Use Vector when embeddings or dense features are already present in the input record. Use Text when json2vec should compute embeddings from strings. Use an Array when repeated measurements have item structure.

Input Values

Vector accepts:

  • Python lists or tuples.
  • 1D NumPy arrays.
  • 1D PyTorch tensors.

Every valued input must have exactly n_dim numeric elements. None is encoded as a null state, and missing array positions are encoded as padded state. Prepare vector scale and normalization upstream unless a custom tensorfield owns that behavior.

Examples

Common vector fields include:

  • Precomputed text, image, audio, or product embeddings.
  • Dense features emitted by a fraud, ranking, search, or recommendation model.
  • Sensor windows or compact numerical descriptors.
  • External representation vectors that should be joined with structured fields.

Configuration

Option Default Notes
n_dim required Vector width.

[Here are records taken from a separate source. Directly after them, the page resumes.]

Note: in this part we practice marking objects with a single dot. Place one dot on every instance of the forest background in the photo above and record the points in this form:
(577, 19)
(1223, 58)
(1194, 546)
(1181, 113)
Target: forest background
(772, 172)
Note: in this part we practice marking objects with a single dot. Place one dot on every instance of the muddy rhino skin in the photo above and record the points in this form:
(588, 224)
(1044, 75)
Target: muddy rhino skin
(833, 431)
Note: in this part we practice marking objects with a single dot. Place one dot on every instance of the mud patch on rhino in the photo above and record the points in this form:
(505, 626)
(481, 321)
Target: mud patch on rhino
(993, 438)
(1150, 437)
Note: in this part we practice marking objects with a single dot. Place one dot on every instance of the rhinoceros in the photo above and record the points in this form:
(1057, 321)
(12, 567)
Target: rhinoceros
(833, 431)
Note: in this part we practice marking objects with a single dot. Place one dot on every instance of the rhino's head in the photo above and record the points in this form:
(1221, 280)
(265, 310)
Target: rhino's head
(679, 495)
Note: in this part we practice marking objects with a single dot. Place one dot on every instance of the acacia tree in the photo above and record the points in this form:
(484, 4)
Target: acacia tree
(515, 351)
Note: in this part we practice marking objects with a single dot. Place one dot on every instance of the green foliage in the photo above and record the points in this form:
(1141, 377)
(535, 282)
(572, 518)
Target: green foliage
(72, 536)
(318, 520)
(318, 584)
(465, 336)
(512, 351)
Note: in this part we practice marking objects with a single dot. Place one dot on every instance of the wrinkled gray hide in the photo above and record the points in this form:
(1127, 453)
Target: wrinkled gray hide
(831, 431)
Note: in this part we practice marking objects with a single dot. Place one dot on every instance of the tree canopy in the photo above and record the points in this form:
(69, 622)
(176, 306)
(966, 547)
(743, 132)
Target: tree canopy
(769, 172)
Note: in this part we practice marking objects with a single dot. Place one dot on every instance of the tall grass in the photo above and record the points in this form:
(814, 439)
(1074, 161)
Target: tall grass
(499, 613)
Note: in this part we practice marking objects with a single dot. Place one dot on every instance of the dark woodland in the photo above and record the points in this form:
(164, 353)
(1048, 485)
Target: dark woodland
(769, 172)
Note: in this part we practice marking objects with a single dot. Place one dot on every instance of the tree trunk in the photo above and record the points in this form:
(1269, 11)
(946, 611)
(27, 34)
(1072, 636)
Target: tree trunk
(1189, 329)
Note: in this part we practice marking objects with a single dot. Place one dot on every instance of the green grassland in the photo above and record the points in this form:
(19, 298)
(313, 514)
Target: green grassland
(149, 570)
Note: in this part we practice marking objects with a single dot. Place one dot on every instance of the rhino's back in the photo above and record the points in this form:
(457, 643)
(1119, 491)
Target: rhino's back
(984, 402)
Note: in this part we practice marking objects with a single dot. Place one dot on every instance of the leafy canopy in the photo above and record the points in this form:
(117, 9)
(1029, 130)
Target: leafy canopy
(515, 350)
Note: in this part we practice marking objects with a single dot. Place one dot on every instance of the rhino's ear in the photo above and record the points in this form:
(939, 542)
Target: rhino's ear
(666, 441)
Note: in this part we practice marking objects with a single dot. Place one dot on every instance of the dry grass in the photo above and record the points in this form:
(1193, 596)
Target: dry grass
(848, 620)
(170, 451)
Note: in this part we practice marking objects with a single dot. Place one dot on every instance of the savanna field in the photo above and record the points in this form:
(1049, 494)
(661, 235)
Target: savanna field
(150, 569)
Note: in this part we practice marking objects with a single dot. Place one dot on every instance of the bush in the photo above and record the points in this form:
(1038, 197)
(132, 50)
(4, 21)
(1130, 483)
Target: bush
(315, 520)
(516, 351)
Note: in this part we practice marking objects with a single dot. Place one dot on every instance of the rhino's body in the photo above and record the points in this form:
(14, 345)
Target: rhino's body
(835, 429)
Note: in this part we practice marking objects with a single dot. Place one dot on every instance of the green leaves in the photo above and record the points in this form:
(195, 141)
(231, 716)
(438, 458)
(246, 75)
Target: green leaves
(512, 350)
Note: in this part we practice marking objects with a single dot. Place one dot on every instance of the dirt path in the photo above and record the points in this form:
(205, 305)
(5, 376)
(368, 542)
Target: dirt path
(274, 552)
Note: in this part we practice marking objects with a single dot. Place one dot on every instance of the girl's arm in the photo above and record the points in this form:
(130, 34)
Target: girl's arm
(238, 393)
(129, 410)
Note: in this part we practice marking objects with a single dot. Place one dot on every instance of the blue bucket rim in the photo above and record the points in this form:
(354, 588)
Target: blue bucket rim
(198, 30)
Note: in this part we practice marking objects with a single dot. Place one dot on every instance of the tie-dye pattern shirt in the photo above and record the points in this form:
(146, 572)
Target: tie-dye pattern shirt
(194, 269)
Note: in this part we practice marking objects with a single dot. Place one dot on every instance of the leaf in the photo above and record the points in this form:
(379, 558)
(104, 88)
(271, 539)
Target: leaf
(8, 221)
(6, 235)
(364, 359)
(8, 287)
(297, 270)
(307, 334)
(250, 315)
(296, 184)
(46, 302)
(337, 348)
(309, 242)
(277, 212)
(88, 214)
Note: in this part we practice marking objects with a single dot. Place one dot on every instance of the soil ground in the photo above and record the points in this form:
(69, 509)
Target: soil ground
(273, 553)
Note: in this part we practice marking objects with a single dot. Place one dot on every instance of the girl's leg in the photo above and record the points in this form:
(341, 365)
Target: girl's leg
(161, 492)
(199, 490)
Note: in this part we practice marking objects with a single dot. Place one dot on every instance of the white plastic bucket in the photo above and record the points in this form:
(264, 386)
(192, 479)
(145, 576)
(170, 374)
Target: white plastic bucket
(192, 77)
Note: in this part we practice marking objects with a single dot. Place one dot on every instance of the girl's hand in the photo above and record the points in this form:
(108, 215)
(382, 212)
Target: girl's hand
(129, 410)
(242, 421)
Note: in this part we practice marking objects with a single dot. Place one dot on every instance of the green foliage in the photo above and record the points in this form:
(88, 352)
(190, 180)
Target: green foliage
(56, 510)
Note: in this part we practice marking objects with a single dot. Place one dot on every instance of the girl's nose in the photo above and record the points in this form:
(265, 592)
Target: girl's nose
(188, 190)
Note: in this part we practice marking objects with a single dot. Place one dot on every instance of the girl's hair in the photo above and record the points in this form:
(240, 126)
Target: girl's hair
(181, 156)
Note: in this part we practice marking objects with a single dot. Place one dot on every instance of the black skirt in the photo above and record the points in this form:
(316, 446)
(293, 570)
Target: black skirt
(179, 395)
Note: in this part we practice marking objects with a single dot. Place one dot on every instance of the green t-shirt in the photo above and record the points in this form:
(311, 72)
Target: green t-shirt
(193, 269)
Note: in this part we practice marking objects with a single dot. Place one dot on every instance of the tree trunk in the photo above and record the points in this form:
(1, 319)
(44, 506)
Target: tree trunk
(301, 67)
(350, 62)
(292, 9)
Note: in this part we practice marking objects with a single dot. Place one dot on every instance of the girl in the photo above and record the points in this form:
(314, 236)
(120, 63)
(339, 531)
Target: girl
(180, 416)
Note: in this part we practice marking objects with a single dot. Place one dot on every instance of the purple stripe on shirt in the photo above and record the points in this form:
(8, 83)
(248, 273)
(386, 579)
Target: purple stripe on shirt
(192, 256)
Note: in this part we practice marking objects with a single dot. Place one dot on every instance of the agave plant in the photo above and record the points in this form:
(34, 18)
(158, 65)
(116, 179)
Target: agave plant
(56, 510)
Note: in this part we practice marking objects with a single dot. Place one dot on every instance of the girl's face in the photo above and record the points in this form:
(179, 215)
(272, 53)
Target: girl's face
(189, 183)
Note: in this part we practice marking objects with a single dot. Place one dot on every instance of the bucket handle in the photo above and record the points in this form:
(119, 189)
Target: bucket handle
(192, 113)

Must be positive.
objective "l2" Content reconstruction objective: "l1" or "l2".

Target Behavior

When a Vector is masked or used as a target, the decoder predicts:

  • state: probabilities for valued, null, padded, and masked.
  • content: the reconstructed vector.

For non-valued predicted states, public output uses a zero vector for content so API consumers get a stable shape without treating zeros as observed values.

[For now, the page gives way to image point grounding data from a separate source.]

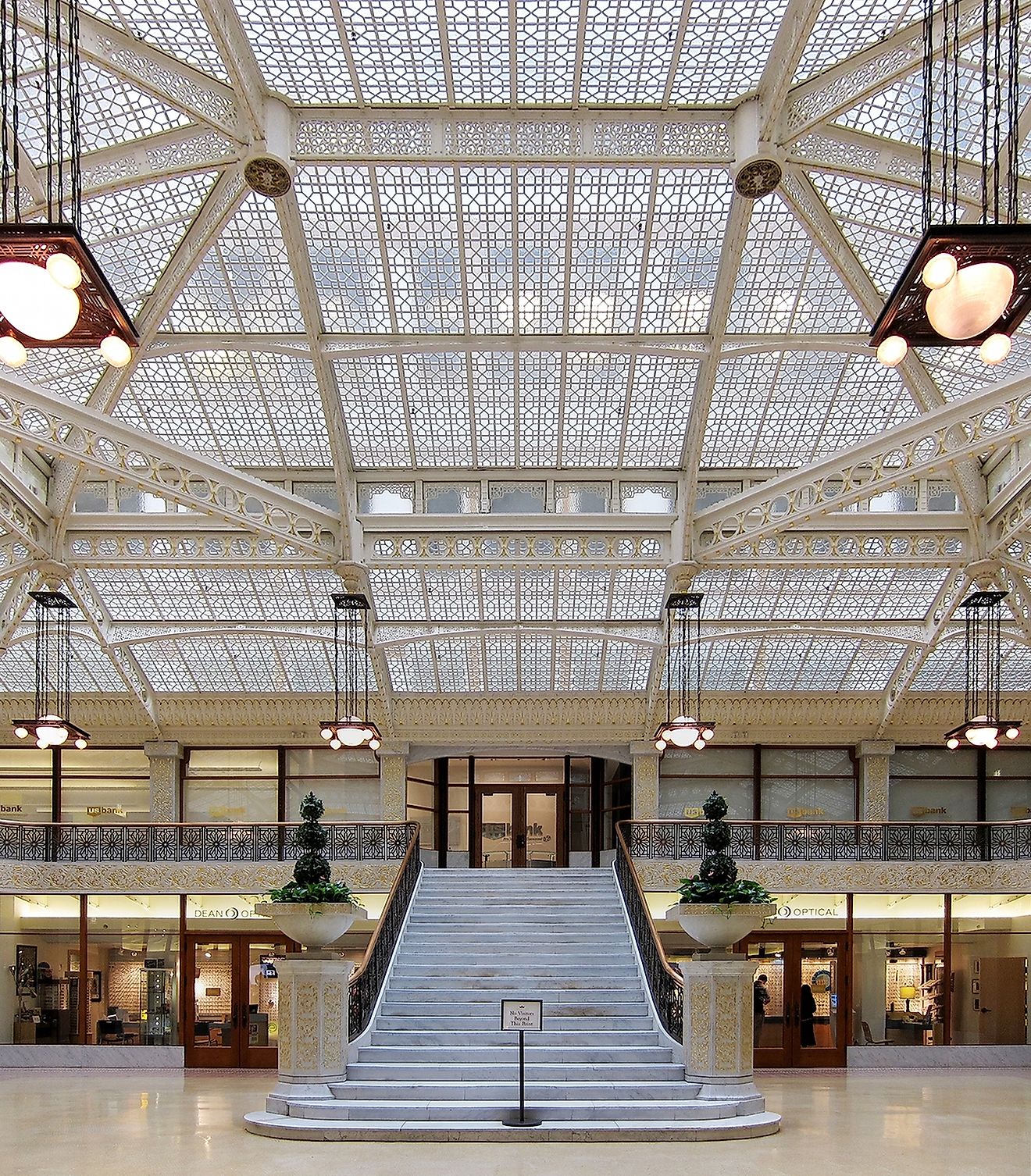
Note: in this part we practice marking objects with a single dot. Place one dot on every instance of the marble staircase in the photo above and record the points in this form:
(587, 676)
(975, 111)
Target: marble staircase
(436, 1064)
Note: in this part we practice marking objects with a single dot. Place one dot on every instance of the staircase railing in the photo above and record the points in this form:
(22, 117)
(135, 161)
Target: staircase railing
(367, 980)
(665, 985)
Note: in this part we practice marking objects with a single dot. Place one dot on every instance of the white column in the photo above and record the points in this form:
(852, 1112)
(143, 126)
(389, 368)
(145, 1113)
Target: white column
(166, 769)
(718, 1028)
(313, 1023)
(394, 782)
(645, 781)
(875, 760)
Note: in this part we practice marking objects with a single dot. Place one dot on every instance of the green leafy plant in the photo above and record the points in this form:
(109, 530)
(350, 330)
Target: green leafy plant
(717, 878)
(312, 873)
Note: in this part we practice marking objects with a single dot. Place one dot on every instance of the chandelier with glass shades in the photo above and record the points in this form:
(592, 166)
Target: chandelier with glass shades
(684, 725)
(982, 725)
(52, 290)
(969, 281)
(355, 729)
(52, 727)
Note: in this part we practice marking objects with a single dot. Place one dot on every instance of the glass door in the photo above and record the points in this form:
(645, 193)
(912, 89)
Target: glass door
(518, 827)
(799, 1001)
(232, 1016)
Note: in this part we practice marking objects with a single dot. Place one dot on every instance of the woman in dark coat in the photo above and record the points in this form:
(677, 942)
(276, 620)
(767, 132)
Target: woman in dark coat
(808, 1013)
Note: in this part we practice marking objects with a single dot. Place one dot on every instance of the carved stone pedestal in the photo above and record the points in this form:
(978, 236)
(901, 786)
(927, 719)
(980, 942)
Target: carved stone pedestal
(718, 1027)
(313, 1023)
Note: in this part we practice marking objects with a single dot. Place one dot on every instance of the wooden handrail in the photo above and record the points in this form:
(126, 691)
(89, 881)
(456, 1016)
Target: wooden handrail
(413, 845)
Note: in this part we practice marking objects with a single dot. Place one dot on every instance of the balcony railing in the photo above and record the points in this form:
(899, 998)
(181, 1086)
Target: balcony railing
(837, 841)
(362, 843)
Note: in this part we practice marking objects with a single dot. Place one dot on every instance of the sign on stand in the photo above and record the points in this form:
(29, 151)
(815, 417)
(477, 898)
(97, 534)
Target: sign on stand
(522, 1016)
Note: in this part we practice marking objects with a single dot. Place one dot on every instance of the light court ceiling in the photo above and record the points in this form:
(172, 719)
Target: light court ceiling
(511, 357)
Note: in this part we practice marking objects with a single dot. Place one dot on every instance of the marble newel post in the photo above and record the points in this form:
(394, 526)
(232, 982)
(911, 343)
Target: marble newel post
(718, 1027)
(313, 1023)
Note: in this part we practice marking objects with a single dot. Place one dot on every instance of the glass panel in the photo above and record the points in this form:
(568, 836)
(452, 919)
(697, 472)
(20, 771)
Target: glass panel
(262, 992)
(541, 828)
(39, 962)
(991, 950)
(134, 968)
(768, 1000)
(899, 980)
(213, 995)
(25, 785)
(496, 834)
(819, 1001)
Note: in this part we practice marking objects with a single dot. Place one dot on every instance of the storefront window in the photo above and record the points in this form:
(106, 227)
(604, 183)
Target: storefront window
(687, 779)
(991, 948)
(25, 785)
(134, 969)
(899, 969)
(808, 785)
(39, 964)
(105, 786)
(232, 786)
(346, 782)
(1008, 785)
(933, 785)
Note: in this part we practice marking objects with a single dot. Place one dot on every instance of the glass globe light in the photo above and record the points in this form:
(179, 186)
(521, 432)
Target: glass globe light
(64, 269)
(12, 351)
(940, 271)
(892, 351)
(33, 302)
(996, 348)
(116, 351)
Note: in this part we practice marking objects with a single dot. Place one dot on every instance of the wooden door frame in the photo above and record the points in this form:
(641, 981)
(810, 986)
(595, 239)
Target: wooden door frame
(792, 1055)
(239, 1055)
(519, 794)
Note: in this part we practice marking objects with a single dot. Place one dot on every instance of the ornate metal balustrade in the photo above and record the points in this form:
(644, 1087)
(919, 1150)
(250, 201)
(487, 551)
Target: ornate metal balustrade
(815, 841)
(365, 843)
(367, 980)
(666, 987)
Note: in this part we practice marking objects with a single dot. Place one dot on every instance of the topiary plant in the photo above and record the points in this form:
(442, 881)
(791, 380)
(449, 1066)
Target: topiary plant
(717, 878)
(312, 871)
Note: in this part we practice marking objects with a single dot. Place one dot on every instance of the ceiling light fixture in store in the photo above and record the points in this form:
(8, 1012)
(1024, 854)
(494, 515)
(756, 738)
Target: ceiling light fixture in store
(982, 725)
(684, 727)
(966, 285)
(52, 290)
(52, 727)
(351, 690)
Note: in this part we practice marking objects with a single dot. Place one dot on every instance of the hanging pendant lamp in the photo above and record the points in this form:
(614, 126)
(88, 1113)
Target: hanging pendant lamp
(52, 290)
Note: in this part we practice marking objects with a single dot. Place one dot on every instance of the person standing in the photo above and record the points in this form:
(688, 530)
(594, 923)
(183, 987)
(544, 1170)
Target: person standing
(808, 1015)
(761, 999)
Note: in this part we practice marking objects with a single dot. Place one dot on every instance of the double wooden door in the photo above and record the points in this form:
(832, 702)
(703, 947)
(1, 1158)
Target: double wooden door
(806, 1021)
(518, 825)
(232, 1000)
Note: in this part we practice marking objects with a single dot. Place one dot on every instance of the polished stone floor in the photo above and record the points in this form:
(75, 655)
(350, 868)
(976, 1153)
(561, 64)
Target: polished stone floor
(836, 1123)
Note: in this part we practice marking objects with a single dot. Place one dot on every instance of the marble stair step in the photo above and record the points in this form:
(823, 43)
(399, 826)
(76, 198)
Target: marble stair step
(431, 1071)
(506, 1053)
(610, 1042)
(408, 1020)
(462, 1090)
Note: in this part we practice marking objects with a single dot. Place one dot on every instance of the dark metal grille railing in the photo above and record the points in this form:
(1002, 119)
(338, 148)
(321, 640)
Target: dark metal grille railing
(364, 843)
(666, 987)
(367, 980)
(816, 841)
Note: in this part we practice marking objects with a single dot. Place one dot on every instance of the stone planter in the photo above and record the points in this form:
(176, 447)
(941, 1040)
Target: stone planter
(313, 925)
(720, 925)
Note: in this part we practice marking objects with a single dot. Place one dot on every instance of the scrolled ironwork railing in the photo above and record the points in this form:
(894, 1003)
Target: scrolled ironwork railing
(369, 975)
(359, 843)
(666, 987)
(837, 841)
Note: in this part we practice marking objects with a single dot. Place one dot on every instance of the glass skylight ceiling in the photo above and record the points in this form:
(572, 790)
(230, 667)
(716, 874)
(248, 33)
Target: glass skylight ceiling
(441, 304)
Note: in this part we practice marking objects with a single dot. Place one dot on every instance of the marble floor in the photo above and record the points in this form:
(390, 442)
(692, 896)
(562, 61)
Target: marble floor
(836, 1123)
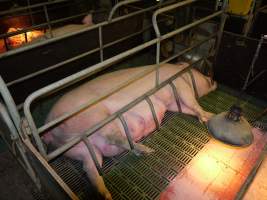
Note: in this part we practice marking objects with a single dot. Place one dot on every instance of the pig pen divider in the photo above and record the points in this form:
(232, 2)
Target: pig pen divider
(87, 72)
(89, 28)
(92, 70)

Tracked metrics include vector reconstruction loss, mean absolute error, and root mean squared error.

Prediction Output

Model.predict(...) returns state probabilities and reconstructed vector content:

{
    "record/embedding": {
        "state": {"valued": ..., "null": ..., "padded": ..., "masked": ...},
        "content": ...,
    }
}

Notes

Use Text when json2vec should compute text embeddings from strings. Use Vector when embeddings or dense features are already present in the input record. Specialized vector or media handling can be implemented with custom data types; the built-in package does not include image, video, or audio tensorfields.